In spite of everything, it felt good to take off his boots. He flexed his toes against the damp stone floor and wondered just how cold the water ahead would be. Soon, everyone stood barefoot in the light of his shield, and Thjofgrir now held the jar upside down over his shoulder. Vali had not made any protests – at least, not yet – so Einarr said nothing. It might, maybe, keep the jar from filling with water, but whether that would be a boon or not when they were swimming he could not guess.
“All right. Forward, then.”
On they trudged, and the farther they went the more water they splashed through. It increased almost imperceptibly at first, their footsteps moving only slowly from wet smacking sounds to gentle splashes. Almost before they knew it the water was up to their ankles, and painfully biting cold. Runa made quiet growling noises as the icy water lanced at her ankles and her shins. Einarr could sympathize, but he was glad she made no complaints. There wasn’t really anything he could do about it.
They continued on, and soon the water was splashing around their knees. It seemed to be rising faster now, although the slope of the floor was still too shallow to draw attention to itself otherwise. Einarr thought he felt the water swirling around his rapidly numbing ankles, as though they were walking into a current. He only considered a moment. “Runa, come ahead of me.”
He offered her a rakish grin, even though there was nothing funny about their situation. “Why, so I can be the one to catch you if you fall, of course.”
Naudrek, ahead, shook his head and chuckled. She laughed, looking pleased, and complied. He had made a joke out of it, but it wasn’t, really. Runa had traveled some, but she was not a sailor.
Einarr drew in a muffled gasp as the water began climbing up his thighs and soaking his trousers. By the gods, that’s cold! His knees and his shins still ached from the icy water, but he was starting to have trouble feeling his toes. He turned his attention downward, which helped him keep his feet a little better now that they were nearly numb.
Before long, the water was creeping up over their waists, and it became clear that all their supplies would also be soaked.

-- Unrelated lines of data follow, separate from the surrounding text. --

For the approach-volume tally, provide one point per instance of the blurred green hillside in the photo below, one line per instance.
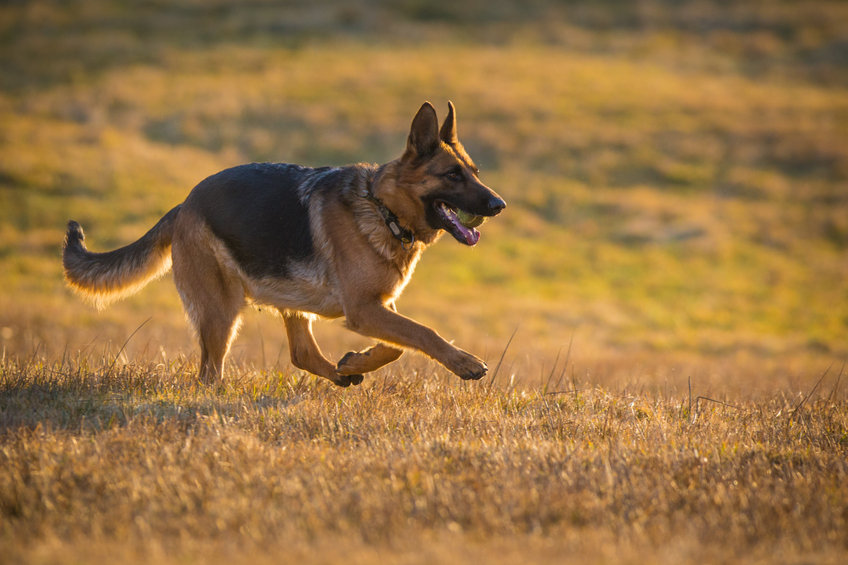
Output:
(676, 172)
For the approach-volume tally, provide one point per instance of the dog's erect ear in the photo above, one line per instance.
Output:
(448, 131)
(424, 134)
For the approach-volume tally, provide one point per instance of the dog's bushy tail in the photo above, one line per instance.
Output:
(103, 278)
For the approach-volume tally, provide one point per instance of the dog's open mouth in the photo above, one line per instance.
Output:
(459, 223)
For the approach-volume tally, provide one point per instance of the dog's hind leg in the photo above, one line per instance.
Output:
(305, 353)
(212, 294)
(368, 360)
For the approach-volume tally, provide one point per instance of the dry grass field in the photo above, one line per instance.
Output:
(663, 305)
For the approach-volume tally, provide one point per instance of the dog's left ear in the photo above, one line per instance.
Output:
(448, 131)
(424, 133)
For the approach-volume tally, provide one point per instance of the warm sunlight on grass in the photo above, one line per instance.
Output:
(676, 177)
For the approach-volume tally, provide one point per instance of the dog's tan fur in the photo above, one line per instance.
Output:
(357, 268)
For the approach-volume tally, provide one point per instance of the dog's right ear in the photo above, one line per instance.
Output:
(424, 134)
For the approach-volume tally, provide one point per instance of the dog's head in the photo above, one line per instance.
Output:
(437, 184)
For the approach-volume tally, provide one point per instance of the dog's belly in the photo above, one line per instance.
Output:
(308, 291)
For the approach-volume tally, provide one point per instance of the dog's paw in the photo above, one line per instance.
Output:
(467, 366)
(348, 363)
(347, 380)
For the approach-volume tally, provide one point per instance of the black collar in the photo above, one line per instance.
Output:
(405, 236)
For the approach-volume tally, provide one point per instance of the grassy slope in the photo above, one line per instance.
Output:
(676, 179)
(140, 463)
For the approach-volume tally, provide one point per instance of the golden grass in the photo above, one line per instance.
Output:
(412, 467)
(677, 217)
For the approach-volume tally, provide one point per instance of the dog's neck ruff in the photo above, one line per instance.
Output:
(405, 236)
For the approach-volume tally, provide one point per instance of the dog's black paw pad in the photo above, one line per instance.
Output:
(342, 381)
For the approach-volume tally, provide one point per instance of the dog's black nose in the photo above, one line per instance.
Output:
(496, 204)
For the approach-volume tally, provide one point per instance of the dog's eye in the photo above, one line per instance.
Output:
(454, 175)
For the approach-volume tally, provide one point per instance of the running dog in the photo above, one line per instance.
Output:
(309, 242)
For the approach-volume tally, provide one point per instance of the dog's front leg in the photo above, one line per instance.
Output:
(375, 320)
(305, 353)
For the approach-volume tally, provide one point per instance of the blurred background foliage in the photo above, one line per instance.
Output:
(676, 171)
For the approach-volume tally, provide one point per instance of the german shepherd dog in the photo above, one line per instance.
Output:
(328, 242)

I hope our water skins are sealed tight. There was no point lifting their packs over their heads, even if they’d had the strength to spare. The passage had not grown any taller down here, and Einarr could see, not that far ahead, the surface of the water lapping at the roof. The current was definitely getting stronger, too. So far Runa had managed to keep her feet in spite of everything, but still he stood ready to keep her from being washed away.
The water lapped now about his armpits. I hope my chalk survives the passage. I should think about how to dry us out on the other side. That, of course, assumed there was another side: he tamped down on the idea of a dead end hard. Drowning would be an effective end, but hard to ensure in a flooded section like this. Probably the water was meant to sap their strength and soak them through, for something on the other side to finish the job.
Naudrek, still in the lead, took several deep breaths and plunged beneath the surface of the water. Runa pressed a hand against the ceiling as she imitated him, with Einarr and the others right behind.
Einarr was a little surprised that the cold could still shock him, but as it closed over his head it did. He managed not to let go of his breath as he slowly batted his eyes open. Naudrek swam ahead, still within the circle of light from Einarr’s damaged shield. Behind him, Runa struggled forward. Her skirts dragged her downward, and the current caught the cloth so that it swirled around her legs.
Einarr could not see the bottom. If they drowned here, their bodies would be gone forever. He kicked forward and took Runa’s arm over his shoulder. He could get her through like this, he was certain.
Naudrek was suddenly shoved from the side and struck up against the wall of the passage.